In retrospect, the flip may seem like the most simple thing ever. Have the positive character be the main one. But the reason something like that doesn’t happen immediately is that movies like Zootopia happen in an insanely organic, fluid way. When the film was first pitched, for example, there wasn’t much more than the idea of talking animals living together in a city. There was no story, no characters, just an idea, followed by an approval, and then the research begins. The hope is, through this research process, a story is arrived at organically, which is what happened.

It started with looking at animals behaviors, futuristic ideas for cities, and then a trip to Africa lit up a figurative lightbulb. “We looked at this situation around the watering hole,” Howard said. “Predators and prey are behaving because they both need something, water, and everyone’s cool. They’re kind of looking at each other cautiously, but people are behaving. That’s very much like our city. People are different in cities, and they have to get together to live, and what does that mean?”

“Even when Nick was the main character, Hopps kept pushing through,” said head of editorial, Fabienne Rawley. “She’s the character she is. She just kept being the main character. And we kept saying that we wanted Nick to be the main character.

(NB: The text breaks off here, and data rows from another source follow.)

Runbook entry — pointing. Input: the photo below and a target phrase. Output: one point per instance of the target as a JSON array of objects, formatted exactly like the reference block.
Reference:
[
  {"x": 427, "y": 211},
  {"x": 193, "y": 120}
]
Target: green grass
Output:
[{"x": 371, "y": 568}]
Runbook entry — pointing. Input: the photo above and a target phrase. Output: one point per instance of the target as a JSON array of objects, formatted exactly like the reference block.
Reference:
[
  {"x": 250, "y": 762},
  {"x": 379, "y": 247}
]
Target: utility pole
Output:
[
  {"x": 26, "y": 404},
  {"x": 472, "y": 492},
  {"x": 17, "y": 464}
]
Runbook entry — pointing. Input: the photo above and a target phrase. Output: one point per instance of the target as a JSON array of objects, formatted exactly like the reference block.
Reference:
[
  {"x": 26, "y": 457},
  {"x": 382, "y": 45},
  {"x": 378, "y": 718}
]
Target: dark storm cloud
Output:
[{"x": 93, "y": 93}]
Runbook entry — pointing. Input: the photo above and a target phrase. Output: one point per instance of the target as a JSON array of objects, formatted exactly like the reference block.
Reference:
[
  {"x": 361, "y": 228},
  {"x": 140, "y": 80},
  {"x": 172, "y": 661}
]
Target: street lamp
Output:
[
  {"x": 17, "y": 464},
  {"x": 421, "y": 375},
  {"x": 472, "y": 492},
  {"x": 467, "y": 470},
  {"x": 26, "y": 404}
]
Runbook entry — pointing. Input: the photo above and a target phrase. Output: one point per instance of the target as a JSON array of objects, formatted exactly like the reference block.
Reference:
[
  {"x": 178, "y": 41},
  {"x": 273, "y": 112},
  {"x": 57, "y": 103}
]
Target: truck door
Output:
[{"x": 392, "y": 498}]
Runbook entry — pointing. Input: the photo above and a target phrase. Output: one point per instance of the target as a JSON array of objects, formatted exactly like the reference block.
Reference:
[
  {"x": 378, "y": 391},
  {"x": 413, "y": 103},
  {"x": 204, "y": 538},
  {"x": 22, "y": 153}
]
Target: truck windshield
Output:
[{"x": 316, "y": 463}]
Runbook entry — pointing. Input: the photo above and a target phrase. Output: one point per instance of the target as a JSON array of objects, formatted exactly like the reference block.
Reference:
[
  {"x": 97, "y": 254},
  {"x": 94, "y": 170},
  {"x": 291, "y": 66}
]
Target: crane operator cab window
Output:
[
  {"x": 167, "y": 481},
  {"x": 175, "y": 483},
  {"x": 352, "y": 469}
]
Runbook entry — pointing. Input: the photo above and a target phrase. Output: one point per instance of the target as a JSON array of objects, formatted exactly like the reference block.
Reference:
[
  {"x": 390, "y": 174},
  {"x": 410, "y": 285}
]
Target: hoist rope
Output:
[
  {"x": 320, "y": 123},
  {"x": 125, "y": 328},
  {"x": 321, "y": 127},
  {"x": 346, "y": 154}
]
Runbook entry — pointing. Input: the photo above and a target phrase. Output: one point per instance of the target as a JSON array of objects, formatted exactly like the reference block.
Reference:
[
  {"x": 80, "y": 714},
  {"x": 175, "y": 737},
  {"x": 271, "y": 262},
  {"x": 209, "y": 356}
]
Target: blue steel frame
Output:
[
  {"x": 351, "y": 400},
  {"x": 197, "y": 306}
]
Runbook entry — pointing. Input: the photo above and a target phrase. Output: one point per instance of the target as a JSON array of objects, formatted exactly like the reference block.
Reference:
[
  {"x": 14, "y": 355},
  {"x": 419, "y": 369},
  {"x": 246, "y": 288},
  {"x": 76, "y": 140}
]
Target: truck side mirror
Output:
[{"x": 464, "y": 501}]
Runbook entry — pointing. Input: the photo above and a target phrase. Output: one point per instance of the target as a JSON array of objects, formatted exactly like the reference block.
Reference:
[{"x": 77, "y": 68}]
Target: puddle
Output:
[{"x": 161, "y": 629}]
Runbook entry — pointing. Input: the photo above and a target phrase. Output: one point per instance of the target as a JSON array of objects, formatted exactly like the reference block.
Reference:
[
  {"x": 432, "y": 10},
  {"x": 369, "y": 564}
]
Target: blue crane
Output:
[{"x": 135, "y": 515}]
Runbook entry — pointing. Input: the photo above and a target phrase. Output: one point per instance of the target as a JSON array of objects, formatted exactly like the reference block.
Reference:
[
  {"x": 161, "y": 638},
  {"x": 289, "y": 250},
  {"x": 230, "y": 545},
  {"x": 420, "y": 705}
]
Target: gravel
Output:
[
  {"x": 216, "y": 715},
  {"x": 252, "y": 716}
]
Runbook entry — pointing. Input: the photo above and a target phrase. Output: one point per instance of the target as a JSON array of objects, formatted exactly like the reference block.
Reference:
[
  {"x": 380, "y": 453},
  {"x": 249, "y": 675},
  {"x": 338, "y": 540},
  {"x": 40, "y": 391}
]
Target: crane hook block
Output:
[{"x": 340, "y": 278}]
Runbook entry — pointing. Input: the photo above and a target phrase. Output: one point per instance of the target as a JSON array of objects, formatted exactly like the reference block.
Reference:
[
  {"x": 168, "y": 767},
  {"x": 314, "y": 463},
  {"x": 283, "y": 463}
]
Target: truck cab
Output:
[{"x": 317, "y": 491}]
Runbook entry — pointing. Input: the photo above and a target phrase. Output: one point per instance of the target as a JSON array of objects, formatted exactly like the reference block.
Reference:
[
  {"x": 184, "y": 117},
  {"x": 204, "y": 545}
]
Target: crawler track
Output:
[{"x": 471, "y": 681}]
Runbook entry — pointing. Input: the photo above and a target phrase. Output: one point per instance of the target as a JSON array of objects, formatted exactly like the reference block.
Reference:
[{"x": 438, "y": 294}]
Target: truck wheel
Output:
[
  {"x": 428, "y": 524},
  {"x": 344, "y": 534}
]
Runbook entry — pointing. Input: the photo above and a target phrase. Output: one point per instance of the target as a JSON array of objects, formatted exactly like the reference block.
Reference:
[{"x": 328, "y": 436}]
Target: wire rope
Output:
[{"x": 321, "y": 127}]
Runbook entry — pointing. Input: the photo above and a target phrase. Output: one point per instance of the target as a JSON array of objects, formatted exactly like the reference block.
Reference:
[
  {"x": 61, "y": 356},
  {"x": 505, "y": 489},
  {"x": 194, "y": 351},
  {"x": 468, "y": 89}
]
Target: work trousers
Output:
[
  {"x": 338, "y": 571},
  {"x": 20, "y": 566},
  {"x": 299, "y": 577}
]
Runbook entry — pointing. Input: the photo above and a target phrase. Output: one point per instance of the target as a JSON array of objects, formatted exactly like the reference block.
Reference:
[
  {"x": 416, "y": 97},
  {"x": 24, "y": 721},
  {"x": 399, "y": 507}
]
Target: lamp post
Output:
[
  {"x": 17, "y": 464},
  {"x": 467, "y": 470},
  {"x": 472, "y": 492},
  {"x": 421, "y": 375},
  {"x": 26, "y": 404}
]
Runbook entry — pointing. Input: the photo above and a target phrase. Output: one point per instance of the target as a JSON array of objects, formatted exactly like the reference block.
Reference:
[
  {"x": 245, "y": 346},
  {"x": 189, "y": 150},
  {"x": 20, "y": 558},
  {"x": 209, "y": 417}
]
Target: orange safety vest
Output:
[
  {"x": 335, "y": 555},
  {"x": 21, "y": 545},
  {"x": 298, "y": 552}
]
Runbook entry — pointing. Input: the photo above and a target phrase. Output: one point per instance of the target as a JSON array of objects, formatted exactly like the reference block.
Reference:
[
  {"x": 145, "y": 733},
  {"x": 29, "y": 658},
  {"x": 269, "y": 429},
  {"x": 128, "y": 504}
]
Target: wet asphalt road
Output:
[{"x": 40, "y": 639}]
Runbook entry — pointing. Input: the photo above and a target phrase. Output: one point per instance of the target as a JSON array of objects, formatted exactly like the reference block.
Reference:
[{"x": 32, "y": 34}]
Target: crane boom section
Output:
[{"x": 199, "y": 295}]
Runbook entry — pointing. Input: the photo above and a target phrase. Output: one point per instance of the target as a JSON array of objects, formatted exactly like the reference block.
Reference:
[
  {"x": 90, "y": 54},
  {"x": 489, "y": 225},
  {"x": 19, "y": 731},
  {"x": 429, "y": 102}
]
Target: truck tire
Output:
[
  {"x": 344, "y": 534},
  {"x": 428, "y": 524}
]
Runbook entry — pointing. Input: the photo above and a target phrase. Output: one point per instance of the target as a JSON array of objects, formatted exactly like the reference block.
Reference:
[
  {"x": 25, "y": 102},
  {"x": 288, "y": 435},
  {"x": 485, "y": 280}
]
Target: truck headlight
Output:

And sort of because of that, forcing a round peg in a square hole sort of thing, she just came through. And finally we’re like, ‘Fine! Go do it.’ So then you start again.”


For a normal person, changing and scrapping so much hard work would probably be seen as a huge defeat. But this is Disney and, according to the people there, everyone embraced it

“We knew it was going to be a lot of work, but immediately hearing the idea no one said like, ‘Oh no! I’ve got to keep this thing.’ It was very much the opposite,” said co-director Jared Bush. “It was ‘This is really exciting. This is going to help the movie immeasurably. We just need to execute it, and we’re running out of time to do it.’ But it’s an amazing opportunity to make this movie really special.”

In changing the movie, Howard, Bush, Rawley and others found that they were better able to incorporate the film’s message of inclusion and harmony, along with a satisfying story.

“We never wanted this to be a message movie,” said Howard. “We always wanted it to be this great piece of entertainment, great emotion, great storytelling, but it’s never, ever supposed to be in-your-face with the message of the movie. Just letting Judy learn that and seeing her progress grow and grow, it became sort of a personal story between the two of them and helped us in a huge way.”


The other thing that helped in a huge way—especially when in executing such a major change—was adding Rich Moore as another director. When Zootopia was starting production, Moore was working on his own movie, Wreck-It Ralph, which was released in 2012. He then went to work on something we won’t see for several years, before his phone rang with the head of Disney Pictures, John Lasseter, asking him to come on board.

“When you’re in production for years, there are these kind of gear shifts that you can feel,” Moore said. “‘Okay, that’s ramping up. It’s going up another level.’ And [Zootopia] was just ready to go up another one. It was like jumping onto a fast-moving train.”

Moore’s main task at the beginning was helping Howard manage all the changes that switching lead characters from Nick to Judy meant for the movie as a whole, and Howard was happy for the help.


“It’s great to have partners on these films,” Howard said. “It’s great to have someone to do a gut check with.”

Oddly, while everyone making Zootopia has no problem balancing and checking each other, even when it becomes incredibly difficult, the president of Disney Animation Andrew Millstein claimed there’s one place they never ever look to make sure they’re on the right track.

“Well, we really don’t follow the competition all that much,” Millstein said. “When Byron and Jared wanted to make this film, talking animals in an animal world, we didn’t say, ‘Oh, Blue Sky is making that, Illumination is making one.’ There are so many ways to tell a talking-animal story, and what better challenge is there to differentiate yourself from whatever anybody else is making? So our standard is really a self-referential standard, cause we want to make it great. And let the chips fall where they may.”